Erneut klingelte es an der Tür. Da war aber jemand besonders hartnäckig. Und das so früh am Morgen. Zumindest glaubte ich, dass es früh am Morgen war, da ich mehr als müde war und es außerdem noch nicht wirklich hell im Zimmer weh.

"Geh zur Tür, Sebastian", sagte ich mit meiner besten Imitation einer Boss-Stimme, was aber eigentlich nur ernst klang. Trotzdem zog es.

"Das hast du gerade nicht getan! Du weißt, wie sehr ich diesen Namen hasse, Alter." Und schon bewegte er sich, stützte sich auf seinen Ellenbogen ab und blickte mir genervt in mein Gesicht.

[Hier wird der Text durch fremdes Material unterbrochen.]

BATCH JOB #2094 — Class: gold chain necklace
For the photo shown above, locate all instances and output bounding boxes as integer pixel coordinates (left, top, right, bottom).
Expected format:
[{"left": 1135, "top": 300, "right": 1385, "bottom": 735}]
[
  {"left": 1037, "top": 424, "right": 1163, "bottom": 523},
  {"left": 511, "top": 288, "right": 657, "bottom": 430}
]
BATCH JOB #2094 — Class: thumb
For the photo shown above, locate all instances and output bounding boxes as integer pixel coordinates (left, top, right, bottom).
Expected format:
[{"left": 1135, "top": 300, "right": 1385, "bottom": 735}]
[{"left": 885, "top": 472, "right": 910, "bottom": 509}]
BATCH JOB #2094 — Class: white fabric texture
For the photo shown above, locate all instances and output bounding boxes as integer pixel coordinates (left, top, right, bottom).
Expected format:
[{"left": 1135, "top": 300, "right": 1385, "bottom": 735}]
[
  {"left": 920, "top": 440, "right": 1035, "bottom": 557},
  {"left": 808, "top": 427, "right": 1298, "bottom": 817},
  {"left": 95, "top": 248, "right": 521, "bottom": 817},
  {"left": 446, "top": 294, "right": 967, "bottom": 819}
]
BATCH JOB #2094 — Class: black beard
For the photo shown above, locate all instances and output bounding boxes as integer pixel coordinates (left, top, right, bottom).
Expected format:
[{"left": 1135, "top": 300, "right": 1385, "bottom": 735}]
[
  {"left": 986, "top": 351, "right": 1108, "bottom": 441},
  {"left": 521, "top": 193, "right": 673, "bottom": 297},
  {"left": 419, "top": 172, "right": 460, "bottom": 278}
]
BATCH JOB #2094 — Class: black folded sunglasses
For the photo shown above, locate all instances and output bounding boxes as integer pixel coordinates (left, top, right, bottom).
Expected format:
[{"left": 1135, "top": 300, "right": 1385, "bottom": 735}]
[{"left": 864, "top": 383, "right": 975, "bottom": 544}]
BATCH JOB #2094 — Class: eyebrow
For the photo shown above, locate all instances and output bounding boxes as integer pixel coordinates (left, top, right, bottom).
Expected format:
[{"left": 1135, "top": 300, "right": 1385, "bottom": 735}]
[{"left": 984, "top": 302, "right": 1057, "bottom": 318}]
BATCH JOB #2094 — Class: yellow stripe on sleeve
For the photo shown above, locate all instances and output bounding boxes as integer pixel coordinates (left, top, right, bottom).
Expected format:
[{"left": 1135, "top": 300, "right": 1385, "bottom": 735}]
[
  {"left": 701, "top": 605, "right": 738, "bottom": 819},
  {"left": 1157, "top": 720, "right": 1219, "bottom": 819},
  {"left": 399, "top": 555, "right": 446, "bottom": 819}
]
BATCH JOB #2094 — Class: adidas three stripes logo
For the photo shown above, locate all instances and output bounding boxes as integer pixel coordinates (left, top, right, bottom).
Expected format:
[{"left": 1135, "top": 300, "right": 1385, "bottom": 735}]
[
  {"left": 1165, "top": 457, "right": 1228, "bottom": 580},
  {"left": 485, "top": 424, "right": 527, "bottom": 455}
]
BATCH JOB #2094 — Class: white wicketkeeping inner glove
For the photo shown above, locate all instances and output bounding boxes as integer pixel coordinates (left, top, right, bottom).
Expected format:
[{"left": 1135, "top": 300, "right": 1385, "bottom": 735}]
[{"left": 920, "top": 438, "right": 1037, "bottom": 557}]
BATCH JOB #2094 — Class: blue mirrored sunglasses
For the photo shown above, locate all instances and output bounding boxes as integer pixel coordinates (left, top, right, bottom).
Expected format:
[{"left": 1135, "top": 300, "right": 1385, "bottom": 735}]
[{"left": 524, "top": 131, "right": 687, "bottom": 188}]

Ich zog herausfordernd die Augenbraue hoch. Er wusste, dass ich es getan hatte. Und er wusste, dass er verloren hatte. Er war für einen Tag mein Butler und ich somit für einen Tag sein Boss.

Mit einem genervten Seufzen setzte er sich schließlich auf und ging ins Schlafzimmer, um sich wenigstens eine Boxershorts und ein Shirt überzuwerfen. Nur einige Sekunden später kam er angezogen aus dem Raum und lief an mir vorbei zur Tür. Auf dem Weg warf er mir noch einen Blick zu, den ich nicht wirklich deuten konnte. Zuerst wirkte er immer noch genervt, allerdings zog er dann die Augenbrauen hoch und grinste mich schief an.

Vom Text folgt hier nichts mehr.